Fin de mission diplomatique : la France retire ses derniers représentants du Burkina Faso

Fin de mission diplomatique : la France retire ses derniers représentants du Burkina Faso

La décision de rappeler les diplomates burkinabè de France et, en retour, les représentants français du Burkina Faso s’inscrit dans la continuité d’une feuille de route définie par Ouagadougou. Le 26 juin dernier, le gouvernement dirigé par le capitaine Ibrahim Traoré avait en effet officialisé la rupture unilatérale des liens diplomatiques avec la France, reprochant à Paris un « activisme incessant » jugé contraire aux intérêts nationaux et un supposé soutien à des réseaux subversifs.

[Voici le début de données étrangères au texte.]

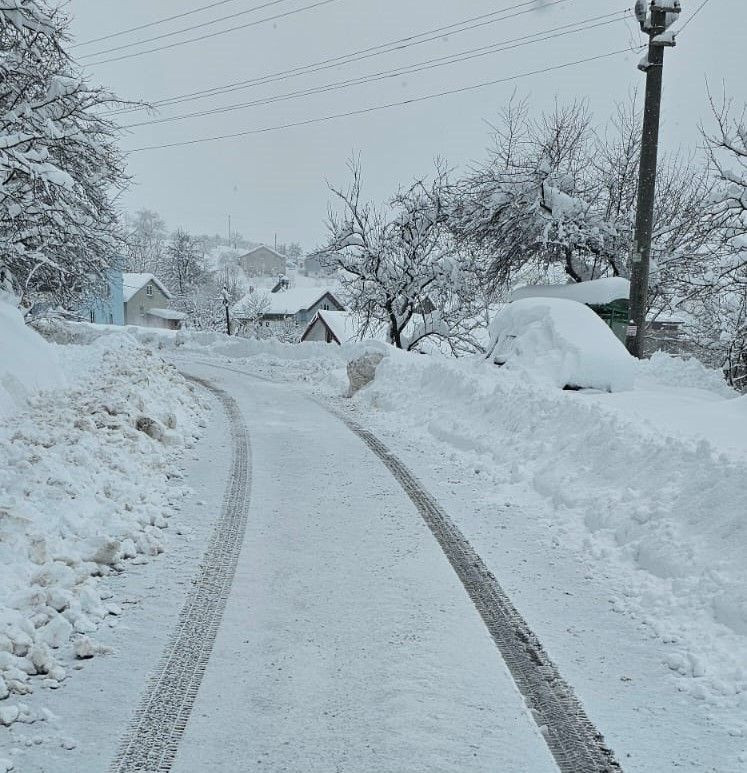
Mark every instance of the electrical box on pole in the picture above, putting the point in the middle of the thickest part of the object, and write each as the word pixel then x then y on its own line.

En réaction à cette annonce, le chargé d’affaires burkinabè en poste à Paris avait été convoqué. Les autorités françaises lui avaient alors notifié, par principe de réciprocité, l’obligation pour le personnel diplomatique burkinabè de quitter le territoire français dans un délai de sept jours, échéant ce lundi soir.

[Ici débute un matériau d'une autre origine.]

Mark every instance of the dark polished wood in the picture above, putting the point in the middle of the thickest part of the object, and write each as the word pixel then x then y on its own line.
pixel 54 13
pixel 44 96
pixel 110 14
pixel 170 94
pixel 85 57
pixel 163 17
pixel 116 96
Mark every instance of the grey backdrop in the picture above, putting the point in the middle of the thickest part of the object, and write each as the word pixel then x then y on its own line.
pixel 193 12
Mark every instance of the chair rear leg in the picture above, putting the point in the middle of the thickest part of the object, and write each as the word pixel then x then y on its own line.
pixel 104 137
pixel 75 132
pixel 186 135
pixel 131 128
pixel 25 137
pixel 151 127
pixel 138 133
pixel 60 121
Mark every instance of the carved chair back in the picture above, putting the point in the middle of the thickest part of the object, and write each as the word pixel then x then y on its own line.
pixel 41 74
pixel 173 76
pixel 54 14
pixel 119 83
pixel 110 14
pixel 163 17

Ouagadougou maintient ses accusations, affirmant que la France apporte son appui à des groupes terroristes. Paris, de son côté, rejette catégoriquement ces allégations, les qualifiant de « complètement fausses ». La France a réaffirmé sa ferme condamnation de toutes les attaques terroristes et son soutien indéfectible aux populations, considérées comme les premières victimes de la crise actuelle.

Cette dégradation des relations diplomatiques fait suite à plusieurs événements majeurs, dont le retrait des troupes françaises du Burkina Faso, le rappel de l’ambassadeur de France en poste à Ouagadougou, et une orientation stratégique des autorités burkinabè vers de nouveaux partenariats, en particulier avec la Russie.